Perché, come ci spiega Nicola Lencioni, fondatore e amministratore delegato di Eppela, ciò che da soli è impossibile, insieme… si può: «Se un’idea è di qualità, solida e comunicata con trasparenza, allora è in grado di raccogliere intorno a sé una comunità che si “affeziona” al progetto. Negli anni abbiamo promosso le proposte più diverse, dalla produzione di un cd musicale o di una giacca tecnica per ciclisti, alla riapertura di un teatro, al finanziamento di un concerto rock, ai “fochi” di Firenze che quest’anno hanno fatto boom anche grazie al contributo popolare! Negli Stati Uniti questo sistema è diffuso già da tempo, ma anche in Italia il finanziamento dal basso è ormai considerato una reale alternativa ai tradizionali canali di finanziamento, uno strumento attraverso il quale le buone idee possono raccogliere i capitali per diventare realtà. Sempre più ci capita di attivare progetti civici, a sostegno di servizi per la comunità o di beni comuni. “Sostieni San Paolo” è una campagna esemplare in questo senso: l’oggetto dell’iniziativa è un monumento millenario, somma di memoria, cultura, arte e senso di appartenenza a un territorio e a una storia; quindi ha tutte le potenzialità per coinvolgere il grande pubblico e diventare un bene di cui farsi piccoli o grandi mecenati. Chi lo farà avrà una serie di “premi” diversi in base al livello del contributo dato, sostanzialmente una ricompensa che gratifica il sostenitore, simbolicamente e materialmente. In 5 anni abbiamo finanziato oltre 2000 progetti in tanti settori, dall’alimentazione, alla moda, all’arte e alla tecnologia, ma in realtà dei progetti proposti on line solo il 55% arriva al finanziamento previsto. Chiaramente la riuscita del progetto si basa su molti elementi, primo fra tutti la trasparenza rispetto alla destinazione dei fondi: per questo sul sito daremo aggiornamenti costanti sia sull’ammontare raccolto on line e alle casse dei punti vendita, sia sullo stato dei lavori, con una documentazione che mostrerà via via come procede il restauro. Perché in tutto questo, il fattore X si chiama credibilità. Alla semplice domanda: “Perché dovrei darti i miei soldi?”, la replica sta in un rapporto diretto, di fiducia quasi personale, come quello che hanno i soci e consumatori con Unicoop Firenze: “Perché mi credi”».

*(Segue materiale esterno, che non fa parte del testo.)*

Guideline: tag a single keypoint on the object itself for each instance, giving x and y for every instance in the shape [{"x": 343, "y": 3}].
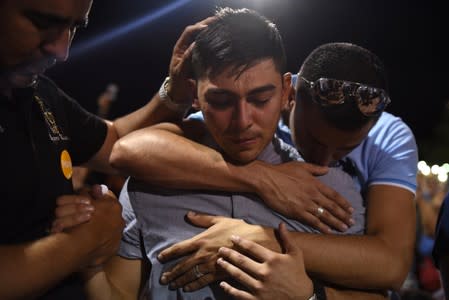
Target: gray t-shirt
[{"x": 155, "y": 218}]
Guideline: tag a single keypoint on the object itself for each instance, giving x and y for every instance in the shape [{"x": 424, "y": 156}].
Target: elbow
[
  {"x": 399, "y": 265},
  {"x": 120, "y": 156},
  {"x": 398, "y": 274}
]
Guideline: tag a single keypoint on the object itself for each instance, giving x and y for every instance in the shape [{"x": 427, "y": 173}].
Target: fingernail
[
  {"x": 164, "y": 279},
  {"x": 84, "y": 201},
  {"x": 104, "y": 189},
  {"x": 84, "y": 217},
  {"x": 235, "y": 239}
]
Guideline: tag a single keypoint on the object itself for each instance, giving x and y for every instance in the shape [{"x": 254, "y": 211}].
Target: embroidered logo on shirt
[
  {"x": 66, "y": 164},
  {"x": 55, "y": 133}
]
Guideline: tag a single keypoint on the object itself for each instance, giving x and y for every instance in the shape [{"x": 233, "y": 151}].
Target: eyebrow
[
  {"x": 58, "y": 20},
  {"x": 258, "y": 90}
]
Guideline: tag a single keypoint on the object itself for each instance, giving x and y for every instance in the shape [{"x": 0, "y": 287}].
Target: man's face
[
  {"x": 34, "y": 34},
  {"x": 318, "y": 141},
  {"x": 242, "y": 111}
]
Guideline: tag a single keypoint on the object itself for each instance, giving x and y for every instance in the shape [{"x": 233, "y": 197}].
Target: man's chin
[{"x": 18, "y": 80}]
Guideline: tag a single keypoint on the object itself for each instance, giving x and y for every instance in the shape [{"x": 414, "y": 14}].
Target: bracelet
[{"x": 168, "y": 102}]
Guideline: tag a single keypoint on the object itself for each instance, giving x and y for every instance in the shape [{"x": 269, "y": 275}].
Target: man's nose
[
  {"x": 242, "y": 116},
  {"x": 58, "y": 44}
]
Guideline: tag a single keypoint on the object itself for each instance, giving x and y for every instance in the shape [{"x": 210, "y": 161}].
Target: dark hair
[
  {"x": 343, "y": 61},
  {"x": 238, "y": 38}
]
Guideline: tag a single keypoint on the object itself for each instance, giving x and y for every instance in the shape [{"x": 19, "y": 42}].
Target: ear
[
  {"x": 288, "y": 91},
  {"x": 194, "y": 88}
]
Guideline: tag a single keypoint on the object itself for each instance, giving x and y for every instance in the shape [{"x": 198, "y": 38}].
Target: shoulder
[{"x": 390, "y": 127}]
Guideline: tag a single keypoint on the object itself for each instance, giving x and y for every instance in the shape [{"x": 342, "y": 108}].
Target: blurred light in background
[
  {"x": 441, "y": 172},
  {"x": 114, "y": 33}
]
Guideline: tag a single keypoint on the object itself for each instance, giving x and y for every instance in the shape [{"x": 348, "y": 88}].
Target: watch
[
  {"x": 318, "y": 290},
  {"x": 168, "y": 102}
]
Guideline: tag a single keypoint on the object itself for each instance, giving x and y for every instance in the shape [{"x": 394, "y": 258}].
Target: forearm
[
  {"x": 166, "y": 159},
  {"x": 99, "y": 287},
  {"x": 381, "y": 258},
  {"x": 28, "y": 270},
  {"x": 344, "y": 294},
  {"x": 363, "y": 262}
]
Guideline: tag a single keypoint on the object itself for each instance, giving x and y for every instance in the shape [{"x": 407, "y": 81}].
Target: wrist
[
  {"x": 168, "y": 101},
  {"x": 319, "y": 292}
]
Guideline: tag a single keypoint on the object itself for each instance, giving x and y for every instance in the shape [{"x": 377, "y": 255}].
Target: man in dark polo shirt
[{"x": 43, "y": 132}]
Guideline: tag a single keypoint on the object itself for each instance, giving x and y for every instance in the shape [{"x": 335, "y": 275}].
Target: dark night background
[{"x": 402, "y": 33}]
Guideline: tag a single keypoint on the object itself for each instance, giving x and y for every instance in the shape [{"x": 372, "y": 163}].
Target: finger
[
  {"x": 257, "y": 251},
  {"x": 314, "y": 169},
  {"x": 99, "y": 191},
  {"x": 238, "y": 274},
  {"x": 67, "y": 222},
  {"x": 236, "y": 293},
  {"x": 241, "y": 261},
  {"x": 177, "y": 250},
  {"x": 189, "y": 32},
  {"x": 199, "y": 283},
  {"x": 335, "y": 215},
  {"x": 286, "y": 239},
  {"x": 185, "y": 63},
  {"x": 202, "y": 220},
  {"x": 73, "y": 209}
]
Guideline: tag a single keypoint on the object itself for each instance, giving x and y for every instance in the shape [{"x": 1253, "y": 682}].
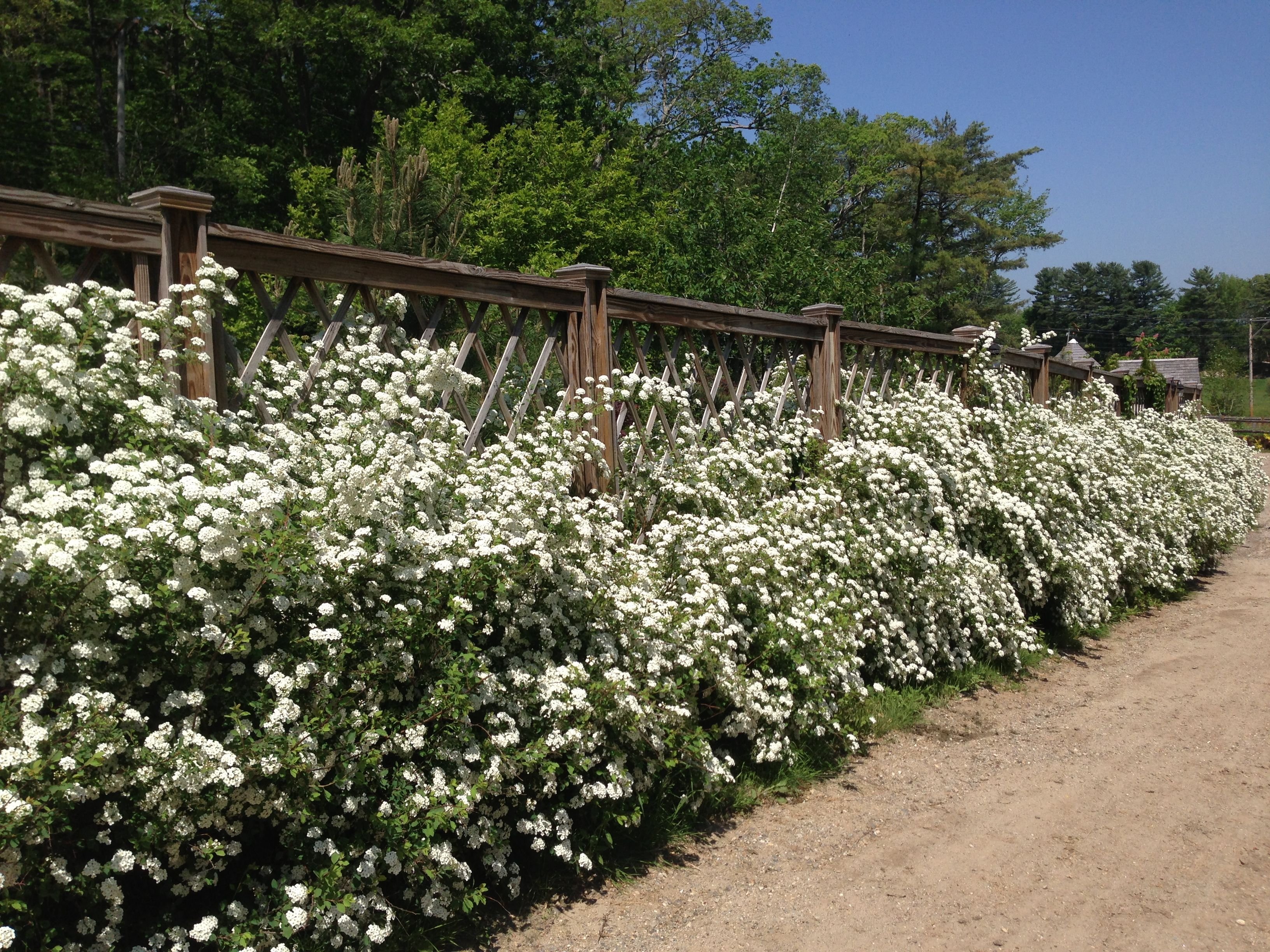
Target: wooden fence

Quanto ai premi, verranno riconosciuti a partire da un contributo minimo di 10 euro a cui corrisponde l’inserimento del nome del donatore in un registro conservato nella chiesa stessa. Per contributi maggiori sono previsti itinerari turistici in città, visite guidate alla Chiesa di San Paolo e altre occasioni culturali fra cui scegliere una volta effettuata la donazione, alla cassa o on line.

Facile, come fare un salto, e non a caso proprio da qui nasce il nome, come svela Nicola Lencioni: «Oppela o eppela si dice in Toscana quando aiuti qualcuno a sollevarsi o a saltare un ostacolo. Quando dal sogno alla realtà il salto è troppo lungo, serve il contributo di tanti, grazie ai quali un ostacolo può diventare un obiettivo condiviso, partecipato e, alla fine, raggiunto».